I'd love to learn more about this, does anyone have relevant links or info?


It's called "tainted Bitcoin". Basically, you can get a list of all transactions a coin was involved in since it was minted. If any of those transactions contain a blacklisted address, exchanges would refuse the token.


> I'd love to learn more about this,

It's worse than this.

Coinbase, for example, will close your account if you use you Bitcoins for things they don't approve of AFTER you withdraw them.


This is... remarkable. Many cryptocurrency advocates have promoted bitcoin by making exaggerated claims regarding fiat currency's centralized control and lack of privacy. Now bitcoin itself exhibits the very characteristics that were often claimed about fiat currency, except it's not an exaggeration.


Easy solution don't use Coinbase.

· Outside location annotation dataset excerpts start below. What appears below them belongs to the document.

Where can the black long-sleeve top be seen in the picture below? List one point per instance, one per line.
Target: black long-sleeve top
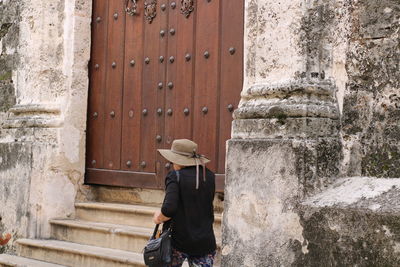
(191, 211)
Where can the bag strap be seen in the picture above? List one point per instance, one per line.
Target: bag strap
(155, 232)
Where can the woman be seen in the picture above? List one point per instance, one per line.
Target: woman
(188, 205)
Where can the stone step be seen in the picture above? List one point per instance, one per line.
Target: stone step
(16, 261)
(72, 254)
(127, 214)
(124, 237)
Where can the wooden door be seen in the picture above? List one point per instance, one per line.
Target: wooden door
(171, 69)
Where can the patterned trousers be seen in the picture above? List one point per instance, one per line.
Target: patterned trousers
(179, 257)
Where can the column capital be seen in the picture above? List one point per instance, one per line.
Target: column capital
(294, 108)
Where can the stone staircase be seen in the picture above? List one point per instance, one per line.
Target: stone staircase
(102, 234)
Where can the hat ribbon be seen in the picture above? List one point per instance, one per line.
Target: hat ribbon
(199, 161)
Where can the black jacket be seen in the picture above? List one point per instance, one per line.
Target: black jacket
(191, 211)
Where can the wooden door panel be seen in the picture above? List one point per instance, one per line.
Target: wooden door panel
(132, 112)
(95, 116)
(231, 79)
(113, 89)
(161, 59)
(182, 95)
(206, 80)
(149, 94)
(173, 87)
(128, 113)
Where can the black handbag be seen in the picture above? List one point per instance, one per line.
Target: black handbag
(158, 251)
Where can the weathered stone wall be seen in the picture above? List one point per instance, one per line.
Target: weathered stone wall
(9, 36)
(296, 54)
(371, 110)
(45, 50)
(15, 158)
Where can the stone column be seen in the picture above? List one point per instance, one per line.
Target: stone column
(285, 135)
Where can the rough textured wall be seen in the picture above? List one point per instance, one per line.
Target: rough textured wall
(9, 36)
(15, 158)
(353, 223)
(371, 111)
(45, 47)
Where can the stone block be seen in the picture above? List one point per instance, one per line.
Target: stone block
(353, 223)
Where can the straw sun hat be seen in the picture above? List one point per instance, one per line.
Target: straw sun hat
(183, 152)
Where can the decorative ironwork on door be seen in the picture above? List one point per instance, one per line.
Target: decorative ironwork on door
(131, 9)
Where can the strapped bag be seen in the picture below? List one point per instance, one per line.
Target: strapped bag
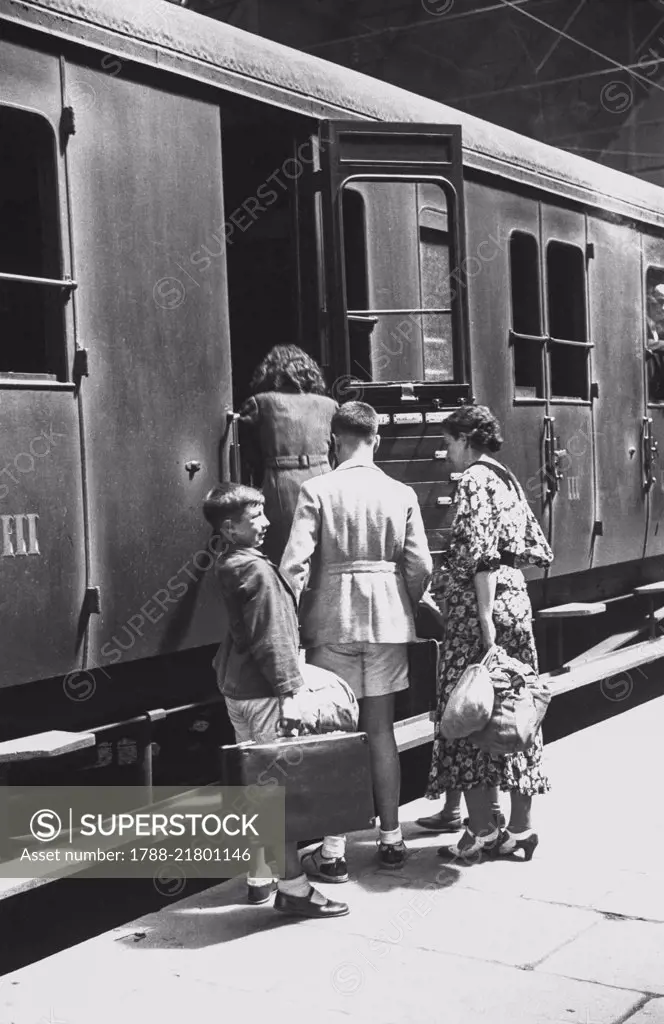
(470, 702)
(520, 707)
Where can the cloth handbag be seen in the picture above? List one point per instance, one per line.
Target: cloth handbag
(327, 702)
(520, 706)
(470, 702)
(327, 780)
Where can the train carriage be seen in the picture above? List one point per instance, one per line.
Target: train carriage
(177, 197)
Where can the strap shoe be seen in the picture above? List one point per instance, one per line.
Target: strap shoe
(260, 894)
(317, 866)
(303, 906)
(391, 855)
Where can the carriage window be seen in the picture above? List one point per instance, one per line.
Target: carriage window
(398, 258)
(31, 313)
(434, 247)
(524, 274)
(655, 333)
(527, 316)
(569, 351)
(566, 291)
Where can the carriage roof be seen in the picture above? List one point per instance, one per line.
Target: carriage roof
(169, 37)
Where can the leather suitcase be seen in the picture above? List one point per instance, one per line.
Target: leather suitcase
(423, 656)
(327, 780)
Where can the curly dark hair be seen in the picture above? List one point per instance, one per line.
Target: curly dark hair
(479, 423)
(287, 368)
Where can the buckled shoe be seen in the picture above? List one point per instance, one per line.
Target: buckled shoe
(316, 866)
(303, 906)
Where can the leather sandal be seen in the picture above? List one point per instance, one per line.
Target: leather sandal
(302, 906)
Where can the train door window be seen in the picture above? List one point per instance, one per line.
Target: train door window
(569, 348)
(434, 246)
(398, 254)
(655, 333)
(31, 311)
(527, 339)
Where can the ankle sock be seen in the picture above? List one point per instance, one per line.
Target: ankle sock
(294, 887)
(301, 887)
(333, 847)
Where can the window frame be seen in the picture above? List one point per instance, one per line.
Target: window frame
(459, 358)
(515, 337)
(650, 402)
(551, 340)
(45, 379)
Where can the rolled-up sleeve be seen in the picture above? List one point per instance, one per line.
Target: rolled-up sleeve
(417, 563)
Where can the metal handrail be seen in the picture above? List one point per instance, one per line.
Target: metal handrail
(21, 279)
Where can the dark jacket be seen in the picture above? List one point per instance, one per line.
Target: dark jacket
(259, 656)
(286, 440)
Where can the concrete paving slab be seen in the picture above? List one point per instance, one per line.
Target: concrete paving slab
(635, 895)
(629, 953)
(652, 1013)
(305, 974)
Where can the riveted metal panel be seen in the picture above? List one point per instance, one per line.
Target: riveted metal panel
(146, 171)
(617, 327)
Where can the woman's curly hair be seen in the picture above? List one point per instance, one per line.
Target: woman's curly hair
(287, 368)
(478, 423)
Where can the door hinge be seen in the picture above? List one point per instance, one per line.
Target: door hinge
(68, 122)
(81, 367)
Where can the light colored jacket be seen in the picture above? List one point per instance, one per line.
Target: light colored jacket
(358, 540)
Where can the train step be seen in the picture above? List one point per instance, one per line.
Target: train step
(574, 609)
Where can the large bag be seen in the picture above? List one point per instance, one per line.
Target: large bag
(470, 702)
(520, 707)
(327, 702)
(327, 780)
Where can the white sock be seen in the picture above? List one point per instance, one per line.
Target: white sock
(255, 880)
(333, 847)
(300, 887)
(392, 837)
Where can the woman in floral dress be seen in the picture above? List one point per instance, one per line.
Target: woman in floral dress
(494, 532)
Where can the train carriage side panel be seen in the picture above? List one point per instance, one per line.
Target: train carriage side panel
(508, 381)
(616, 325)
(42, 539)
(146, 172)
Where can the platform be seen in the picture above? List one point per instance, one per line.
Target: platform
(574, 937)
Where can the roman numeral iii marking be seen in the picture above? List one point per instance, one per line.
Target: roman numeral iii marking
(19, 535)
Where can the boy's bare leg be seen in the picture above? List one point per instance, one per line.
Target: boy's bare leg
(377, 720)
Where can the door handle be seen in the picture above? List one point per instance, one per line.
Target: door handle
(650, 452)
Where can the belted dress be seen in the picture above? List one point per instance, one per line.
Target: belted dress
(285, 439)
(494, 529)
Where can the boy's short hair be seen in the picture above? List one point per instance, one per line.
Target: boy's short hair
(229, 501)
(357, 419)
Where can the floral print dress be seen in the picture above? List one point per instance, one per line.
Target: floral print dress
(492, 517)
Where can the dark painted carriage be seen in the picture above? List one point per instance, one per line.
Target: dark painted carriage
(177, 197)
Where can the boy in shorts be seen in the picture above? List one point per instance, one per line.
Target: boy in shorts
(359, 562)
(258, 669)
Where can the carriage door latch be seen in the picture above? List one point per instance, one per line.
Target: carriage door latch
(552, 456)
(649, 453)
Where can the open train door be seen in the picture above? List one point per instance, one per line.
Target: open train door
(569, 439)
(653, 423)
(42, 522)
(388, 206)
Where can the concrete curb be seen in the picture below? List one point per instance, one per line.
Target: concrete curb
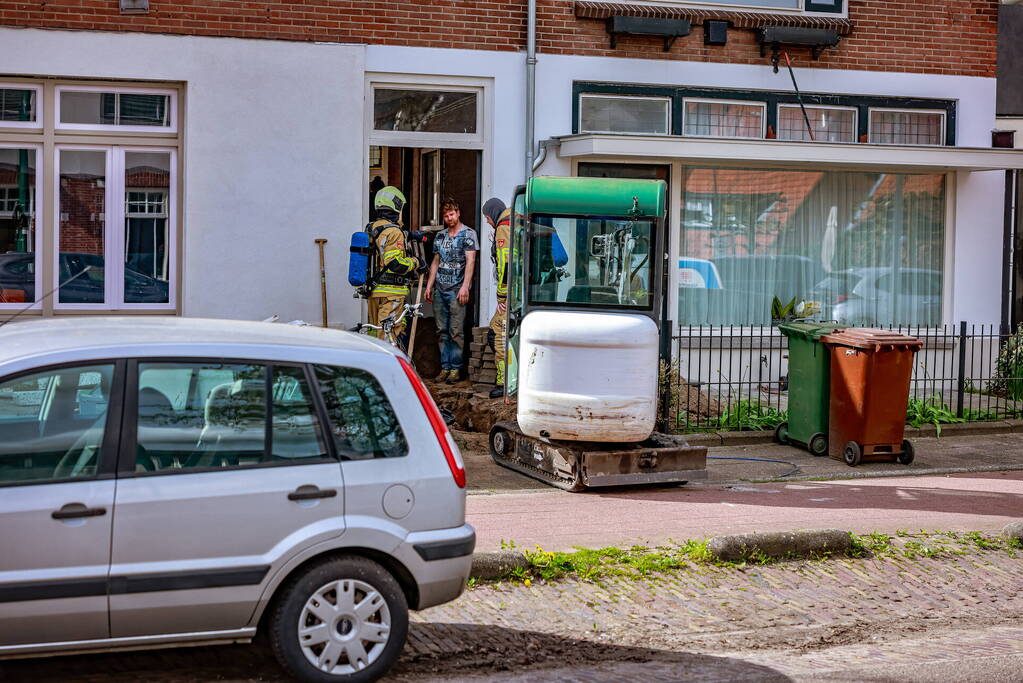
(1013, 531)
(497, 564)
(799, 543)
(760, 437)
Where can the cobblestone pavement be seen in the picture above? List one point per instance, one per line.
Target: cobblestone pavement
(834, 620)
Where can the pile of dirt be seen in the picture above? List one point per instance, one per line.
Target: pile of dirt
(474, 411)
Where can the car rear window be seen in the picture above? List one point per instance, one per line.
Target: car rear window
(362, 420)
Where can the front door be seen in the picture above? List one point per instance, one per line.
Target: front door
(56, 501)
(226, 474)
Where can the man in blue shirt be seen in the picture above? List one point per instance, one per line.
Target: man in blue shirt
(450, 278)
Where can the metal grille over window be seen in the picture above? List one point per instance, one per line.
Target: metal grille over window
(17, 104)
(599, 114)
(425, 110)
(829, 125)
(890, 127)
(724, 120)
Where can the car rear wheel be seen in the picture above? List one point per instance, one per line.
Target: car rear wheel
(343, 620)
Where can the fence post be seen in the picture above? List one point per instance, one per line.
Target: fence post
(961, 383)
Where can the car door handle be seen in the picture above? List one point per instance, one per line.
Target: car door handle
(77, 510)
(311, 493)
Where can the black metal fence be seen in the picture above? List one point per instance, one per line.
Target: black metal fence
(726, 377)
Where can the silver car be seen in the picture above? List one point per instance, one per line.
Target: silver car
(180, 481)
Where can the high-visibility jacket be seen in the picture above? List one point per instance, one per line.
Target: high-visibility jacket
(502, 240)
(395, 265)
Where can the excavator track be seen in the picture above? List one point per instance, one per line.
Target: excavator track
(577, 466)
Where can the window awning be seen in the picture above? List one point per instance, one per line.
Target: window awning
(796, 154)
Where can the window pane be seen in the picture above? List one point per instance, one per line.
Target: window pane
(724, 120)
(52, 423)
(590, 262)
(623, 115)
(147, 181)
(362, 420)
(17, 104)
(862, 248)
(425, 110)
(83, 225)
(828, 125)
(906, 127)
(17, 226)
(193, 415)
(112, 108)
(296, 433)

It's not the end of the world.


> Easy solution don't use Coinbase

I most certainly don't.

But the hordes of clueless users who continue to flock to the platform are blissfully ignorant of that fact.

Worse, the fact that coinbase is behaving in a way that's completely violating the spirit of Bitcoin while profiting from it doesn't solve the problem that what they are doing is possible because of a severe limitation of the platform.

I am a big and very long time fan of Bitcoin, but the traceability / fungibility issue has bugged me from day one.

I really wish the dev. community would focus on introducing a fork with an technical solution to this problem instead of polishing the turd with minor stuff no one really cares about like taproot.


Here's a relevant episode of the ZK Podcast about cryptocurrency mixers: https://zeroknowledge.fm/111-2/


Look up AML regulations in your jurisdiction. They typically have a transaction risk level and I assume somehow the anonymity ups that risk.


It's amazing how they keep shifting the goal posts every couple years.

First it was supposed to be digital cash, but then suddenly it's gold and now "digital property".

When it became apparent that it's very wasteful they said the only thing hard money can be backed by is pure entropy.


Even though Bitcoin failed at many things, I don't see it as a failure as it literally started it all.

All the other cryptos are created after Bitcoin and learned from its shortcomings to build something better.


It did create and then prove an incredible and utterly novel and important concept.

Your downvotes are invalid.

I don't own and never have owned any btc, or any other crypto, and at this point wouldn't touch btc in particular with a 10' pole for several different reasons.

But the very concept of a distributed ledger that may actually be trusted is both revolutionary and proved.

It's collossal despite all the current degenerate uses and wasteful implementations.


Agreed. When the integrity of the chain is compromised, I'll call it a failure.

In the meantime, I'll leave it to the opinionated pissants on both sides to continue acting like they understand anything about what's to come from a system with so little precedence.


What are you expecting exchanges to do? If you passed through privacy service you need to prove that your money is not associated with crimes. It is completely your fault. I am actually happy to hear that people who are laundering money will have hard time.

On the other hand bitcoin is shitcoin. That is a fact anybody shills bitcoin is possible scammer. Anybody says bitcoin is future is retarded.


How did it fail at creating a distributed database of a finite digital good made up of non-trustworthy actors?

Yeah it's not a good currency but many design goals were reached.


I think it was a proof of concept. It did its job, but the speculators can't let go.


It's Pokemon cards, but for tech bros.